Form a dictionary that key is from a list, value is the occurrence of items in another list in Python

Question

Given two lists with the same length:

List1 = ['a','b','c','d','b','a','b','c']
List2 = ['1','2','3','4','5','6','7','8']

I want output the a dict as:

dic = {'a':['1','6'], 'b':['2','5','7'], 'c':['3','8'], 'd':['4']}

How to implement it in Python? Thanks!

Answer 1

An alternate solution using itertools.groupby. In-fact, groupby seems more natural solution as it is more explicit in what it tends to achieve.
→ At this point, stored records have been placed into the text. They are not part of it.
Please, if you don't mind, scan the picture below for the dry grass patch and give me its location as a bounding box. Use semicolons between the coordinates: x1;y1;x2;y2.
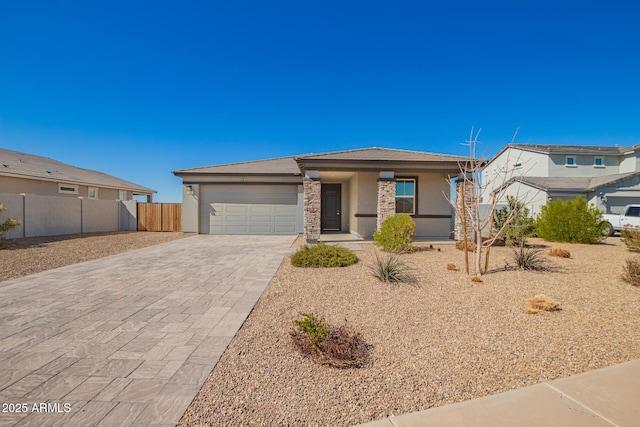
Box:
622;258;640;286
527;294;560;314
290;313;369;368
456;240;476;252
548;248;571;258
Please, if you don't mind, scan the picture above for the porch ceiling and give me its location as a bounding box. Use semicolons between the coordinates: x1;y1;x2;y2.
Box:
320;171;356;180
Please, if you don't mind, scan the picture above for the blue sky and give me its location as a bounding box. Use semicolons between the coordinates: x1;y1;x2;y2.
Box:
0;0;640;202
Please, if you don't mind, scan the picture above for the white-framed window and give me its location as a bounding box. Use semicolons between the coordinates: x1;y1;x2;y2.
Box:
396;178;416;215
58;183;78;194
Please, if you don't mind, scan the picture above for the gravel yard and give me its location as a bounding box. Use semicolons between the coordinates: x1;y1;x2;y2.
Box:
180;237;640;426
0;231;188;281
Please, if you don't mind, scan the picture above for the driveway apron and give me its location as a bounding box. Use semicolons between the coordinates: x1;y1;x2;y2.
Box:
0;236;295;426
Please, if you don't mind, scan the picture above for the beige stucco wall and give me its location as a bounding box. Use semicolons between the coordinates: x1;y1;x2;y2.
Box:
548;154;620;177
0;176;132;200
348;174;360;236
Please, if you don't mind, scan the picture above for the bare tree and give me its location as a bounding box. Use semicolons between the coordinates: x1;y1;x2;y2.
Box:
445;127;527;275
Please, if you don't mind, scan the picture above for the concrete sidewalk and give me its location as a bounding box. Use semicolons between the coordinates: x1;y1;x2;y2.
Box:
361;359;640;427
0;236;295;426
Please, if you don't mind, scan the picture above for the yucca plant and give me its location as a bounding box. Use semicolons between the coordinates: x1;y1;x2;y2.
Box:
369;254;416;283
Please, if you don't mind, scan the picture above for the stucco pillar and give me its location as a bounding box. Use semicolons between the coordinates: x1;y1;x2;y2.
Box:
302;173;321;243
453;179;475;241
376;173;396;230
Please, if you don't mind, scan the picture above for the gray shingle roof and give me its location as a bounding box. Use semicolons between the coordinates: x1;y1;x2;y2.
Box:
517;172;640;191
507;144;640;155
173;147;468;176
296;147;467;162
173;156;301;176
0;148;156;194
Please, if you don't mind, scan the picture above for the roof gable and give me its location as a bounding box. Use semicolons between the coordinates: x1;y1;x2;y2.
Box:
296;147;468;162
173;156;301;176
0;148;156;194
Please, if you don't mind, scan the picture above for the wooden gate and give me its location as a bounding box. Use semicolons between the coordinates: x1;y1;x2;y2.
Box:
138;203;182;231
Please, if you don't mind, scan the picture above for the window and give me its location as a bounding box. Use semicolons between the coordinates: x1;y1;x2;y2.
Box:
58;184;78;194
396;179;416;215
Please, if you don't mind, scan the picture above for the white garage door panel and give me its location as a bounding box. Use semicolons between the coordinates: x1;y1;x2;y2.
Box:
200;185;298;234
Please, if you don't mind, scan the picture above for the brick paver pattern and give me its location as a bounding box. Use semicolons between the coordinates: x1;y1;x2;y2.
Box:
0;236;295;426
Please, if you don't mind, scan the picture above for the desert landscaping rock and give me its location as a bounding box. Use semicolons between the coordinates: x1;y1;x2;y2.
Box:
180;237;640;426
0;231;188;282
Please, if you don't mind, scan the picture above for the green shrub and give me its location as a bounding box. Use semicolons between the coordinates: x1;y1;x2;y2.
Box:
369;254;415;283
293;313;329;344
622;258;640;286
620;227;640;252
291;242;358;267
537;197;609;244
0;203;20;240
493;196;536;246
290;313;369;368
373;214;416;252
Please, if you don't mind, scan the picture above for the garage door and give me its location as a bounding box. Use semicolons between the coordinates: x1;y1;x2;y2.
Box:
606;196;640;215
200;185;299;234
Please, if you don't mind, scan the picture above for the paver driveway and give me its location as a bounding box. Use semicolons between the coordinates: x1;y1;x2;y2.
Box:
0;236;294;426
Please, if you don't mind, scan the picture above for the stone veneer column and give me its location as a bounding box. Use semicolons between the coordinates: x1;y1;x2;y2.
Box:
453;179;475;241
302;176;321;243
376;178;396;230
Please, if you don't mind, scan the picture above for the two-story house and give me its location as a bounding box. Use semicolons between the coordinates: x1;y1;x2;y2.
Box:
481;144;640;215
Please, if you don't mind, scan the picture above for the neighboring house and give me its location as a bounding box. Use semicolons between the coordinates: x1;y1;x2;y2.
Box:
482;144;640;214
0;148;156;202
173;148;467;241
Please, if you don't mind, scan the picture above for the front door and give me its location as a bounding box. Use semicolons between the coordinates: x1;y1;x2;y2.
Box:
320;184;342;231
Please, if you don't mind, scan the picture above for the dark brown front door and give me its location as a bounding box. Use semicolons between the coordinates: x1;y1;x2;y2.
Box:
320;184;342;231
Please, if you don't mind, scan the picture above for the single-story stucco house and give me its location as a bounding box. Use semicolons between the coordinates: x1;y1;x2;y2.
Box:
173;147;468;242
0;148;156;202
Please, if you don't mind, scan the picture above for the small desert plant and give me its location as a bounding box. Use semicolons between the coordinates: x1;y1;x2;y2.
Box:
511;244;547;270
622;258;640;286
527;295;560;314
369;254;415;283
373;214;416;252
456;240;476;252
537;197;609;244
0;203;20;240
293;313;329;344
620;227;640;252
290;313;368;368
493;196;536;246
549;248;571;258
291;242;358;267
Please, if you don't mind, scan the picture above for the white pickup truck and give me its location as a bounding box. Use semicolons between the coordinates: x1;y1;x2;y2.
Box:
602;205;640;236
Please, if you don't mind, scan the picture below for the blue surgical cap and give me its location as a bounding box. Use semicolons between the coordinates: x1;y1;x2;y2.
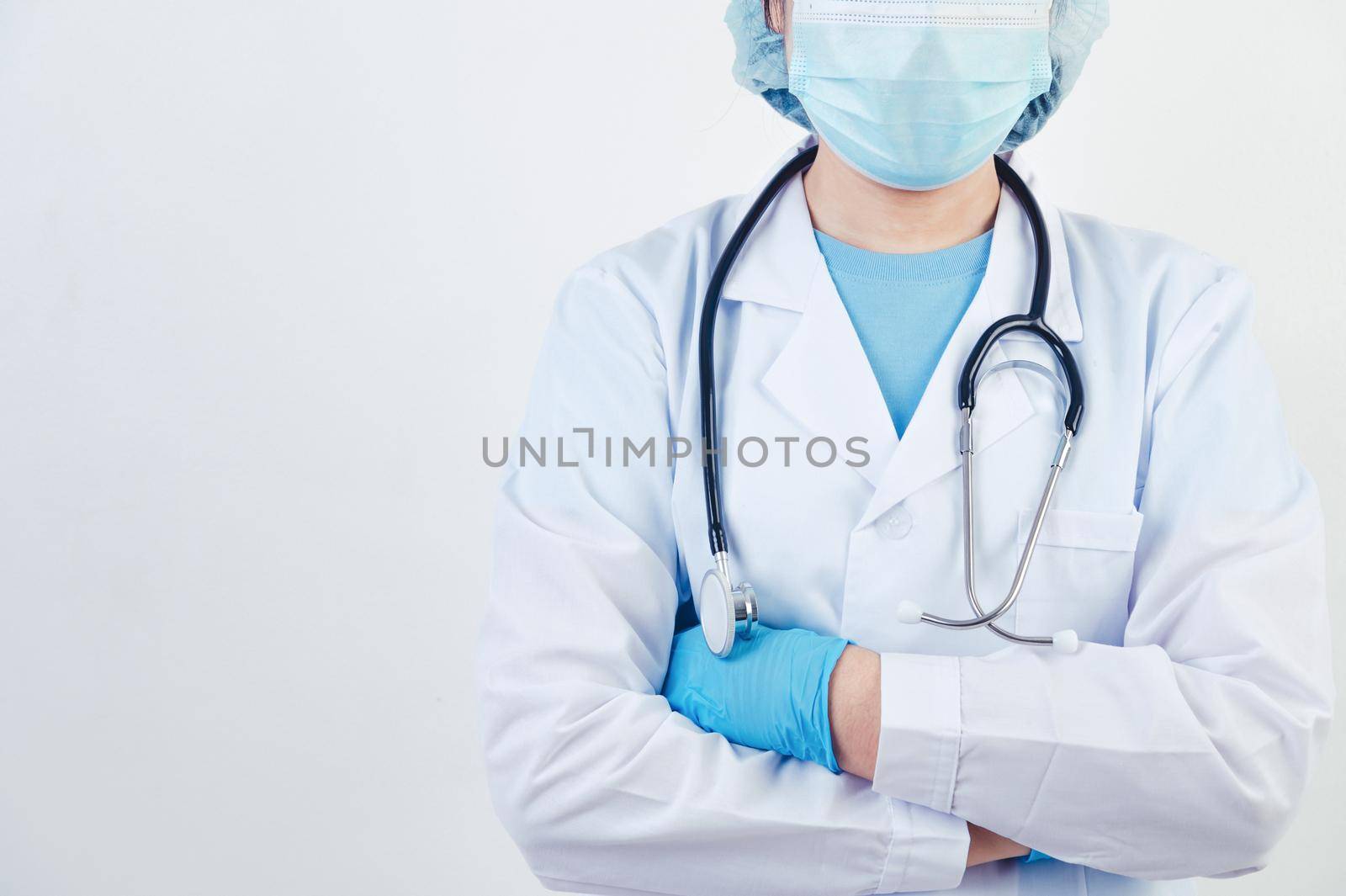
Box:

To summarize, combine both the lists and group them based on the first item in the list.

Implementation

>>> from itertools import groupby
>>> from operator import itemgetter
>>> {k: map(itemgetter(1), v)
     for k, v in groupby(sorted(zip(List1, List2)),
                         key = itemgetter(0))}

Output

{'a': ['1', '6'], 'c': ['3', '8'], 'b': ['2', '5', '7'], 'd': ['4']}

Off-course as others have mentioned, if the order is important, you can use collections.OrderedDict

Implementation

>>> from collections import OrderedDict
>>> OrderedDict((k, map(itemgetter(1), v))
                for k, v in groupby(sorted(zip(List1, List2)),
                                    key = itemgetter(0)))

Output

OrderedDict([('a', ['1', '6']), ('b', ['2', '5', '7']), ('c', ['3', '8']), ('d', ['4'])])

Answer 2

You can use zip function to create a list of (in python 3.X an iterator) columns and use dict.setdefault method (or collections.defaultdict) to create a desire dictionary :

>>> List1 = ['a','b','c','d','b','a','b','c']
>>> List2 = ['1','2','3','4','5','6','7','8']
>>> 
>>> d={}
>>> for i,j in zip(List1,List2):
...   d.setdefault(i,[]).append(j)
... 
>>> d
{'a': ['1', '6'], 'c': ['3', '8'], 'b': ['2', '5', '7'], 'd': ['4']}

And if you care about the order you can use collections.OrderedDict :

>>> from collections import OrderedDict
>>> d=OrderedDict()
>>> for i,j in zip(List1,List2):
...   d.setdefault(i,[]).append(j)
... 
>>> d
OrderedDict([('a', ['1', '6']), ('b', ['2', '5', '7']), ('c', ['3', '8']), ('d', ['4'])])
>>> 

Answer 3

I would use a collections.defaultdict and zip() method. Example -

>>> List1 = ['a','b','c','d','b','a','b','c']
>>> List2 = ['1','2','3','4','5','6','7','8']
>>>
>>> from collections import defaultdict
>>> outd = defaultdict(list)
>>> for x,y in zip(List1,List2):
...     outd[x].append(y)
...
>>> outd
defaultdict(<class 'list'>, {'c': ['3', '8'], 'd': ['4'], 'b': ['2', '5', '7'], 'a': ['1', '6']})